Los datos históricos de las campañas agrícolas muestran con claridad la fuerte variabilidad que presentan los sistemas de secano en el norte santafesino. El trigo, por ejemplo, puede rendir desde 1.780 hasta más de 3.500 kilos por hectárea, mientras que la soja oscila entre menos de 900 y más de 2.000 kilos. El maíz y el girasol también presentan grandes diferencias entre campañas, dependiendo principalmente de la disponibilidad de agua en momentos clave.
En este contexto, el riego aparece como una alternativa para reducir la brecha entre los rendimientos potenciales y los reales. Aun en campañas consideradas húmedas, pueden producirse períodos de déficit hídrico durante fases decisivas para el desarrollo de los cultivos. “El riego nos da la posibilidad de contar con agua en el momento preciso, cuando el cultivo más lo necesita”, destacó el especialista del INTA.

Agricultura de precisión y manejo eficiente del agua
Los especialistas del INTA Reconquista también avanzan en la incorporación de nuevas herramientas orientadas a optimizar el uso del recurso hídrico. Entre las principales mejoras se destaca la ampliación del sistema de riego experimental, que pasó de un alcance de 240 metros a uno de 348 metros de radio.
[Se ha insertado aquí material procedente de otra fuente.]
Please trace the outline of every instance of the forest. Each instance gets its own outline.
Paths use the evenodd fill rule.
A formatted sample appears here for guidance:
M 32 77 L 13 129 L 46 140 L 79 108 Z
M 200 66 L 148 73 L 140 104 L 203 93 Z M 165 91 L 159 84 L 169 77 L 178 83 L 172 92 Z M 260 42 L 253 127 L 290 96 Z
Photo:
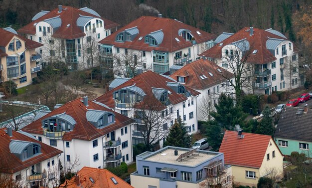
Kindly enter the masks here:
M 295 41 L 293 15 L 311 4 L 311 0 L 0 0 L 0 26 L 18 29 L 39 11 L 63 5 L 88 6 L 122 26 L 161 13 L 217 35 L 253 26 L 274 28 Z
La modernización permitió duplicar la superficie irrigada y alcanzar unas 114 hectáreas bajo cobertura, mejorando la capacidad de evaluación y manejo.
Además, se incorporaron sensores de humedad sin contacto y sistemas de monitoreo que permiten medir con precisión el estado hídrico del suelo. Estas herramientas abren la puerta al desarrollo del riego de precisión, una modalidad en la que cada sector del lote recibe únicamente el agua que necesita según sus condiciones específicas.
Para los técnicos, esta integración entre riego, monitoreo y agricultura de precisión será fundamental en los próximos años. En un contexto de costos elevados y márgenes ajustados, el desafío pasa por mejorar la eficiencia productiva sin necesidad de ampliar la superficie sembrada. El riego no solo contribuye a asegurar mejores rindes, sino también a proteger las inversiones realizadas en genética, fertilización y manejo sanitario, remarcaron desde el organismo.

La combinación de tecnología, información y manejo eficiente del agua aparece así como una de las estrategias más sólidas para construir sistemas agrícolas más estables y sostenibles. Frente a un clima cada vez más variable, el norte santafesino encuentra en el riego suplementario una herramienta decisiva para sostener la productividad y reducir los riesgos que enfrenta el sector agropecuario.